About

Robert Conquest passed away on August 3, 2015. He was a research fellow at the Hoover Institution.

His awards and honors include the Jefferson Lectureship, the highest honor bestowed by the federal government for achievement in the humanities (1993), the Presidential Medal of Freedom (2005), the Dan David Prize (2012), Poland's Commander's Cross of the Order of Merit (2009), Estonia's Cross of Terra Mariana (2008), and the Ukrainian Order of Yaroslav Mudryi (2005).

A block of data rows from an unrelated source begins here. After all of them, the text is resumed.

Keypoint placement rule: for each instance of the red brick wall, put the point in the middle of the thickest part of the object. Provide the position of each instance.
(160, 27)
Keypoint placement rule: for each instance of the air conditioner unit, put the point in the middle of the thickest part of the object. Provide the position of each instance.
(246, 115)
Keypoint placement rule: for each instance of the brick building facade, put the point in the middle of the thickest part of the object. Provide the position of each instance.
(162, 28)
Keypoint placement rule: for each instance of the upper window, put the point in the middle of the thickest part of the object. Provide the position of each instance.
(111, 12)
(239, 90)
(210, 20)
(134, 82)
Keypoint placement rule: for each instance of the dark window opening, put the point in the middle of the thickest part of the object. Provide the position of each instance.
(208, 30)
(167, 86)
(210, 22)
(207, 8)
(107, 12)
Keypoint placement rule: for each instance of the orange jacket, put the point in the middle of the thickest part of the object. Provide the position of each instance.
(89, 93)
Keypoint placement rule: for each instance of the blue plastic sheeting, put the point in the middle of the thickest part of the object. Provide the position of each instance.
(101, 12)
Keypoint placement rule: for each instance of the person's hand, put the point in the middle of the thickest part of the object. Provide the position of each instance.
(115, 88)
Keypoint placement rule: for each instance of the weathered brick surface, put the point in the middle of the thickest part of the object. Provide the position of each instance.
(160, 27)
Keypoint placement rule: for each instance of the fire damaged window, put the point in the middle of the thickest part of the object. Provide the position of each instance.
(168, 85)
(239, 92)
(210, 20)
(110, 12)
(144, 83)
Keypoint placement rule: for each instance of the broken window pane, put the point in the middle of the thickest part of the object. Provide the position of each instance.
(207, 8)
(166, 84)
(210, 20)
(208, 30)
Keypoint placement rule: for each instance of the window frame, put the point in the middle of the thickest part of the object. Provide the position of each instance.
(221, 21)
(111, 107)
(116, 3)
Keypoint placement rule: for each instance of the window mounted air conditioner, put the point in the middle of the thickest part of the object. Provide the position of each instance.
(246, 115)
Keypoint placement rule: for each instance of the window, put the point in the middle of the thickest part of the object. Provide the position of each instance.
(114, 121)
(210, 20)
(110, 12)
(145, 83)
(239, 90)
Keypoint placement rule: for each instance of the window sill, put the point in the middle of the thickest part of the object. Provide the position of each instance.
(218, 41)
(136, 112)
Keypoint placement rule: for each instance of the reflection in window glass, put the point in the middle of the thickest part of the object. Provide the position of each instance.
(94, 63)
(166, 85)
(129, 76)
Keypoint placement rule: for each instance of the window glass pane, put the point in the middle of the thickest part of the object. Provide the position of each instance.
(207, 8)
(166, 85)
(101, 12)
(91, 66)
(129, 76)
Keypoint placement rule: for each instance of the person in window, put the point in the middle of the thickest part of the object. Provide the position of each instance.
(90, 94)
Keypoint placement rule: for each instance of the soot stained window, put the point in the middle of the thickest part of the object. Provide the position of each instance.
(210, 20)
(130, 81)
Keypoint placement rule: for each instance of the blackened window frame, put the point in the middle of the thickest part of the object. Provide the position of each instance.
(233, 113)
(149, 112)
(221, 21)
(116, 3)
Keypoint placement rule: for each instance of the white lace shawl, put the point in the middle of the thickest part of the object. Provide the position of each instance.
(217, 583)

He was the author of twenty-one books on Soviet history, politics, and international affairs, including the classic The Great Terror—which has been translated into twenty languages—and the acclaimed Harvest of Sorrow (1986). His most recent works are Reflections on a Ravaged Century (1999) and The Dragons of Expectation (2005).

Conquest has been literary editor of the London Spectator, brought out eight volumes of poetry and one of literary criticism, edited the seminal New Lines anthologies (1955–63), and published a verse translation of Aleksandr Solzhenitsyn's epic Prussian Nights (1977). He has also published a science fiction novel, A World of Difference (1955), and is joint author, with Kingsley Amis, of another novel, The Egyptologists (1965). In 1997 he received the American Academy of Arts and Letters' Michael Braude Award for Light Verse.

He was a fellow of the British Academy, the American Academy of Arts and Sciences, the Royal Society of Literature, and the British Interplanetary Society and a member of the Society for the Promotion of Roman Studies. He has been a research fellow at the London School of Economics, a fellow of the Columbia University Russian Institute and the Woodrow Wilson International Center for Scholars, a distinguished visiting scholar at the Heritage Foundation, and a research associate at Harvard University's Ukrainian Research Institute.

Educated at Winchester College and the University of Grenoble, he was an exhibitioner in modern history at Magdalen College, Oxford, receiving his BA and MA in politics, philosophy, and economics and his DLitt in history.

Conquest served in the British infantry in World War II and thereafter in His Majesty's Diplomatic Service; he was awarded the Order of the British Empire. In 1996 he was named a Companion of the Order of St. Michael and St. George.